Ramaphosa's 3 key post-election investor issues

Deputy President Cyril Ramaphosa. (Gulshan Khan, AFP)
Deputy President Cyril Ramaphosa. (Gulshan Khan, AFP)

With the election process completed, investors' focus will now shift to President Cyril Ramaphosa's ability and political will in addressing issues of concern.

This is according to Maarten Ackerman, chief economist and advisory partner at Citadel.

In Ackerman's view there are three post-election issues that investors will watch closely. These include:

1. The size and structure of the Cabinet
 
The cabinet announcement is perhaps even more important than the actual election results, especially for international investors, given that the ANC was already expected to win, he comments.

"This announcement will test whether Ramaphosa is confident enough in his position to reduce the size of the cabinet, as well as whether he is able to withstand pressure from opposing ANC factions in appointing cabinet members," he says.  
 
"International investors will therefore likely wait until after the cabinet announcement to make any decisions or commitment in terms of foreign direct investments into the country."
 
2. Crucial economic policy and transformation
 
Having failed to implement any meaningful policy reforms in the first few months of the year, Ramaphosa is now free to press ahead with reform and to set a new direction for the economy for the remainder of the year, according to Ackerman.

"Investors will also be judging whether government will finally deploy the policies needed to ignite economic growth and address unemployment," he explains.
 
These include among the many challenges, addressing the country's structural economic issues, removing red tape for small and medium enterprises in terms of registering businesses and seeking financing, as well as unbundling Eskom and restoring its financial health.   

"Ramaphosa's attempts to rebuild trust and confidence, and drive investments in the key manufacturing and mining sectors demonstrates that he very clearly understands the issues at play," says Ackerman.
 
"These sectors are energy intense and therefore fixing Eskom's capacity is objective number one."

3. Eskom still a lingering concern

The question of Eskom is also absolutely critical for investors, as government will also need to repair and bolster Eskom’s capacity in terms of electricity production if South Africa’s economy is to grow, or alternatively be open to alternative energy producers, says Ackerman.

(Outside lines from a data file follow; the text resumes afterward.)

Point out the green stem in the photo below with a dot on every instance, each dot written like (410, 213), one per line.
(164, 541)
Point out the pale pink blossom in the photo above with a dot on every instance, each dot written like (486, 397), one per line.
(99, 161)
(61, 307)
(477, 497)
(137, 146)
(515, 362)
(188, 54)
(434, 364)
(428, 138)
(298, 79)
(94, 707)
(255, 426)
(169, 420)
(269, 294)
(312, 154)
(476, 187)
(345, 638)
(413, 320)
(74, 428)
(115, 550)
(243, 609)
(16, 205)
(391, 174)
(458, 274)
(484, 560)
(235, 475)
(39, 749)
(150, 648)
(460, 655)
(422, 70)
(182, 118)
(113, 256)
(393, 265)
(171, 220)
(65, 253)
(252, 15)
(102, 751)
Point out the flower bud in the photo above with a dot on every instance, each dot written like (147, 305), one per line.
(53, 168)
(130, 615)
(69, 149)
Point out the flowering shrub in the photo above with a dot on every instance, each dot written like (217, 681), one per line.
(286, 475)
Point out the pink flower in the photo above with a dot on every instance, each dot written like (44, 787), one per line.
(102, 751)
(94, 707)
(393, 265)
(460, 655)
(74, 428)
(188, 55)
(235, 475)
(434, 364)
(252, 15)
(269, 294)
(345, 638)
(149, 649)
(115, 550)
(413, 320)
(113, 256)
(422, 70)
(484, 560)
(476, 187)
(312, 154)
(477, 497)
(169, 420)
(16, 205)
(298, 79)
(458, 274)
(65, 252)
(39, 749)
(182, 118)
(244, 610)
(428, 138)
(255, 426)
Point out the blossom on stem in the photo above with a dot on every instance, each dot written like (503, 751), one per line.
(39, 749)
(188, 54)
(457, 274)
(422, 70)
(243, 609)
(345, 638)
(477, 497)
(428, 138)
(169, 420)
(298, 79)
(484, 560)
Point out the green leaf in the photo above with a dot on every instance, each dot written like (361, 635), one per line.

He points out that, despite the National Energy Regulator (Nersa) approving electricity tariff hikes for the next three years, government seems to be sensitive to the impact of higher tariffs on consumers.

"Higher tariffs will have a ripple effect throughout the economy over the next few months, potentially leading to further job losses in the mining and manufacturing sectors, and creating a drag on business and consumer confidence," says Ackerman.  
 
"Eskom is already selling 2% less electricity than ten years ago as consumers and companies move to alternative power sources, while the state owned enterprises' current capacity issues mean that it simply cannot support government’s aim for 3% GDP growth."